What many media commentators speaking of the synod's relatio as a revolutionary and unprecedented document appear to be overlooking (and what the relatio itself ignores) is that there has already been a strong foundation within Catholic magisterial documents for loving, just, and merciful treatment of gay persons, and for their full welcome and full inclusion within the Catholic church. Those magisterial documents were, however, more or less explicitly repudiated by Popes John Paul II and Benedict XVI, who were intently concerned that the "overly benign" interpretation of the "homosexual condition" presented in these documents be countered.
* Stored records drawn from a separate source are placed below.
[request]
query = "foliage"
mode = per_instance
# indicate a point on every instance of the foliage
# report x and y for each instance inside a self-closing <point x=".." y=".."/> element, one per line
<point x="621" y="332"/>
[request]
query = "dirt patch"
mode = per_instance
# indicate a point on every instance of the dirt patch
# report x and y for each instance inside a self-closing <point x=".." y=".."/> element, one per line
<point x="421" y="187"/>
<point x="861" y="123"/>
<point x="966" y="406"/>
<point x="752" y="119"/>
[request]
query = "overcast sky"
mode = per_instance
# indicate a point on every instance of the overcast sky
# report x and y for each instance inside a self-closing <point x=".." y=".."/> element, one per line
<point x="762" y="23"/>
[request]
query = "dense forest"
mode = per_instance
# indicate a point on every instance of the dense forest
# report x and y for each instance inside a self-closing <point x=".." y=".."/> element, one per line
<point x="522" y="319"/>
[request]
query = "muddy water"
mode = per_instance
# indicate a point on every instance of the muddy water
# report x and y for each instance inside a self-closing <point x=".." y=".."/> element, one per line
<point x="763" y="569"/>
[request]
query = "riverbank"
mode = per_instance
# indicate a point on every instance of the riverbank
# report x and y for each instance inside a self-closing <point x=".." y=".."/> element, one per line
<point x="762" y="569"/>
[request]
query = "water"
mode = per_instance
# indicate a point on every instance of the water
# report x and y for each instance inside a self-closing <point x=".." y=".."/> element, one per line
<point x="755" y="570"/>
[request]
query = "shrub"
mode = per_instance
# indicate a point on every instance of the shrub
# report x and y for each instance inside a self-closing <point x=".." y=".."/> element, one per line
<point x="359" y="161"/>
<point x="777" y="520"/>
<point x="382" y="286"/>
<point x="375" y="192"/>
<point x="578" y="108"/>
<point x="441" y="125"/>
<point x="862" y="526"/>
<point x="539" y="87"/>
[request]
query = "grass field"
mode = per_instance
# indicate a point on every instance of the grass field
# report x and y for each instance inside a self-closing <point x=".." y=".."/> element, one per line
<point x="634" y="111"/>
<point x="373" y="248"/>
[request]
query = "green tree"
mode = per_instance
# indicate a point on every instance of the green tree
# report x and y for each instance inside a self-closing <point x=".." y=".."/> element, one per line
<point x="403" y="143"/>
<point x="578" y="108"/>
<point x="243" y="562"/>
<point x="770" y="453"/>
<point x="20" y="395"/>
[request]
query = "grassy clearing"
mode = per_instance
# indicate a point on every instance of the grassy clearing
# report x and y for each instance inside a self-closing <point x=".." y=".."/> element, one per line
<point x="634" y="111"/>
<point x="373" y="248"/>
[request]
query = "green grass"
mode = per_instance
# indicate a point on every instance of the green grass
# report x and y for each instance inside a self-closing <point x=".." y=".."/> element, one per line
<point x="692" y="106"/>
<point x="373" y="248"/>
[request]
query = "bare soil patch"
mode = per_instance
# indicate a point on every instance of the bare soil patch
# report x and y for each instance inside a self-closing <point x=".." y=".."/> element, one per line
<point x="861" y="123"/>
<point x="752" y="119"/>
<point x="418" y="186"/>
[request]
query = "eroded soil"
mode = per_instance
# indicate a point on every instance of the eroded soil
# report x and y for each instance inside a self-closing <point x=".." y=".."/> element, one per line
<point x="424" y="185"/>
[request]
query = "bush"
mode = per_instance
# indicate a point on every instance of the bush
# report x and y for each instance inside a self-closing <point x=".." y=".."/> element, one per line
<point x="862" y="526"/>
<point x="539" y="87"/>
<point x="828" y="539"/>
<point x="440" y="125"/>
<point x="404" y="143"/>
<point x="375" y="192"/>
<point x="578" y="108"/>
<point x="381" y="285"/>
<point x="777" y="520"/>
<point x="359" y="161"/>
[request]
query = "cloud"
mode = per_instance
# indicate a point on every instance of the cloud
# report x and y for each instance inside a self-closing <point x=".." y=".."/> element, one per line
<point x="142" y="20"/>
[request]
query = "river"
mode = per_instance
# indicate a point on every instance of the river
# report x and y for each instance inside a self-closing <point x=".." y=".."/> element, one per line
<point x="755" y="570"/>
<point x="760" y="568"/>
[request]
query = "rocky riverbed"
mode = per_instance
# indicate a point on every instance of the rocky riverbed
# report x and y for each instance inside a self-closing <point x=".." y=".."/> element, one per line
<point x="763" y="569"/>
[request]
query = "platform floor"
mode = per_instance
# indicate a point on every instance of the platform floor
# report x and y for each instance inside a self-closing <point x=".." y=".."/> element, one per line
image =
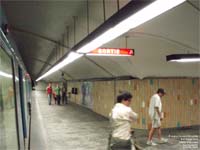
<point x="72" y="127"/>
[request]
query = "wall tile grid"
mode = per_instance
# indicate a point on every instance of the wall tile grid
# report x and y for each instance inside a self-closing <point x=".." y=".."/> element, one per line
<point x="180" y="104"/>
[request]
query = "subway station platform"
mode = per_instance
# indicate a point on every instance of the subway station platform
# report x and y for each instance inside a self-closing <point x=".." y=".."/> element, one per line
<point x="72" y="127"/>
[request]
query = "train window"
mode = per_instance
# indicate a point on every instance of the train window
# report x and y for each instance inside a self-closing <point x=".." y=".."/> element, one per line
<point x="8" y="130"/>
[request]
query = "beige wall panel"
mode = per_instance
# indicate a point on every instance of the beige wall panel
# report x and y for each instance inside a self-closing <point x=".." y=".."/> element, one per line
<point x="180" y="104"/>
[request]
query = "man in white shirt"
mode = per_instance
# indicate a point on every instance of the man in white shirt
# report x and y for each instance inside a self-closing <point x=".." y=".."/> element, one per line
<point x="121" y="117"/>
<point x="155" y="113"/>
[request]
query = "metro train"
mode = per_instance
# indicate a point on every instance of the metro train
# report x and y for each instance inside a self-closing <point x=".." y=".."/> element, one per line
<point x="15" y="98"/>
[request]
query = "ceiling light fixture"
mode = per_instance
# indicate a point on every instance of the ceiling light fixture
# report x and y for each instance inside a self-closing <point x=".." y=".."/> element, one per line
<point x="114" y="27"/>
<point x="70" y="58"/>
<point x="183" y="58"/>
<point x="5" y="74"/>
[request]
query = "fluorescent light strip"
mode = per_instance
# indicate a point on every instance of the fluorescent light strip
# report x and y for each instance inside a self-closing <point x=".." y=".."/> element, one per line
<point x="186" y="60"/>
<point x="154" y="9"/>
<point x="108" y="55"/>
<point x="70" y="58"/>
<point x="5" y="74"/>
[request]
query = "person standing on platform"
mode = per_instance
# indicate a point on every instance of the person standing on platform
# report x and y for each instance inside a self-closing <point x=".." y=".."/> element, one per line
<point x="155" y="113"/>
<point x="49" y="93"/>
<point x="57" y="91"/>
<point x="121" y="117"/>
<point x="64" y="98"/>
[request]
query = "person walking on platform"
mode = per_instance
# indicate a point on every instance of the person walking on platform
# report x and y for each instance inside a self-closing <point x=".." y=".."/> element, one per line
<point x="155" y="113"/>
<point x="49" y="93"/>
<point x="64" y="98"/>
<point x="121" y="117"/>
<point x="57" y="91"/>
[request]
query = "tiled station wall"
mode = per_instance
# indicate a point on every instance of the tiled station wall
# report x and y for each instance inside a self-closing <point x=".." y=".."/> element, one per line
<point x="181" y="104"/>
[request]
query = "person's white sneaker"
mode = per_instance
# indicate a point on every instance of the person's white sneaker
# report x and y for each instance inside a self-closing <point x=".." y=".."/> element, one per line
<point x="151" y="143"/>
<point x="163" y="140"/>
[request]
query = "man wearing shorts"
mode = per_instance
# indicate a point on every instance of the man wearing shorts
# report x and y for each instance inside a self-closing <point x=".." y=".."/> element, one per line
<point x="155" y="111"/>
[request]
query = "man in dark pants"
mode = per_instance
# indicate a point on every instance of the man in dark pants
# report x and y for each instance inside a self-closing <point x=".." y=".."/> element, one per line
<point x="64" y="98"/>
<point x="121" y="117"/>
<point x="57" y="91"/>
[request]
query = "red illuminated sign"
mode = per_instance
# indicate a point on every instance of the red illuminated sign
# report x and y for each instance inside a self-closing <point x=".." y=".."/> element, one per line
<point x="112" y="52"/>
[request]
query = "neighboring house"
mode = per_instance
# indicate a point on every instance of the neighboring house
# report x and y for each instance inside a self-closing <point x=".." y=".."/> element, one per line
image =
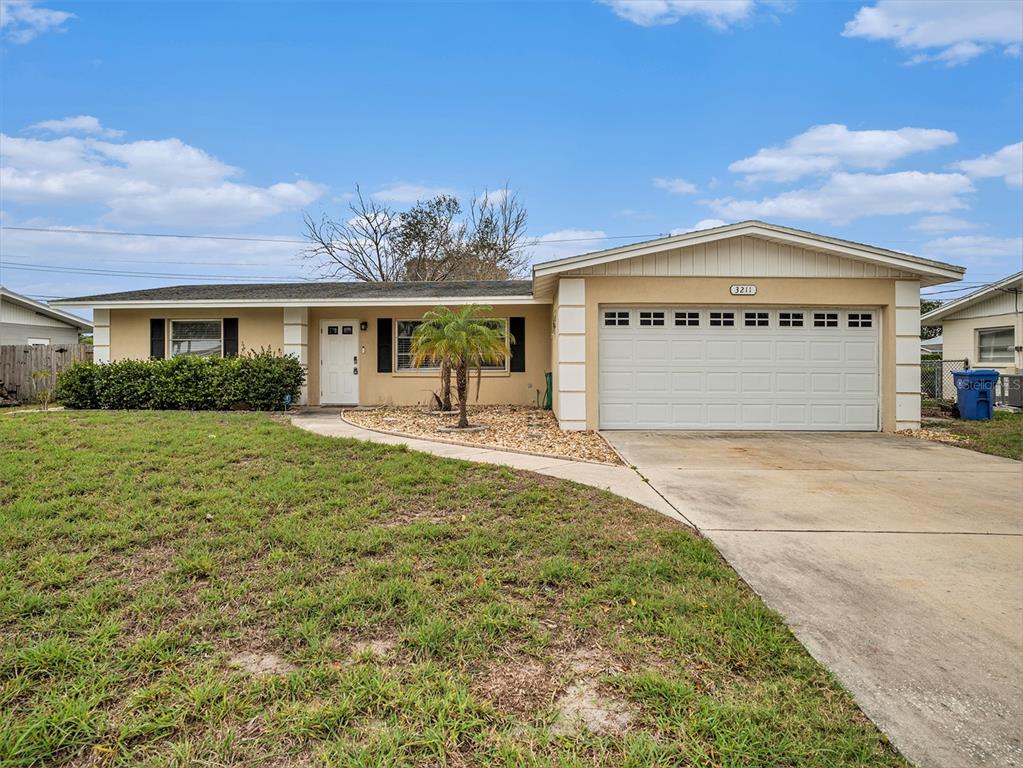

And countered it was, in a way that shut down almost all positive discussion of gay people at the top levels of the Catholic church for the past several decades — that shut down such discussion with the full complicity of many of the same Catholic journalists who now want us to think we're undergoing a revolution in Catholic thinking about these matters. With the full complicity of many Catholic journalists who should have known better, who should have known that magisterial statements far more predisposed to listen positively to gay Catholics also exist, and that pastoral statements far more attuned to the need for mercy for and welcome or gay Catholics also exist.
The question the relatio and centrist media commentators should be asking, but are not, is when it became so revolutionary to speak of the church as a welcoming community?! And how that happened. And how the leaders of the Catholic church and their media cheerleaders ever imagined they could pull off the stunt of calling a church that refuses to welcome those on the margins a church rooted in "the" Catholic truth — since what kind of Catholic truth can ever be rooted in what is so clearly anti-gospel as refusing to welcome a targeted minority group?
Hence my unwillingness to listen carefully to these media commentators as they applaud the amazing volte face they want to tell us they the top leaders of the Catholic church are now making . . . . In a separate follow-up posting, I'll share with you some of the commentary I've been reading that does strike me as worth reading, much of it from comment threads at Catholic media sites where readers' comments frequently strike me as more incisive (and honest) than the pontificating of the Catholic journalists connected to these sites.
The graphic: Thomas Woolner's drawing of a human ear, for Charles Darwin's The Descent of Man (London: John Murray, 1871), I:22, uploaded to Wikimedia Commons by Cecil.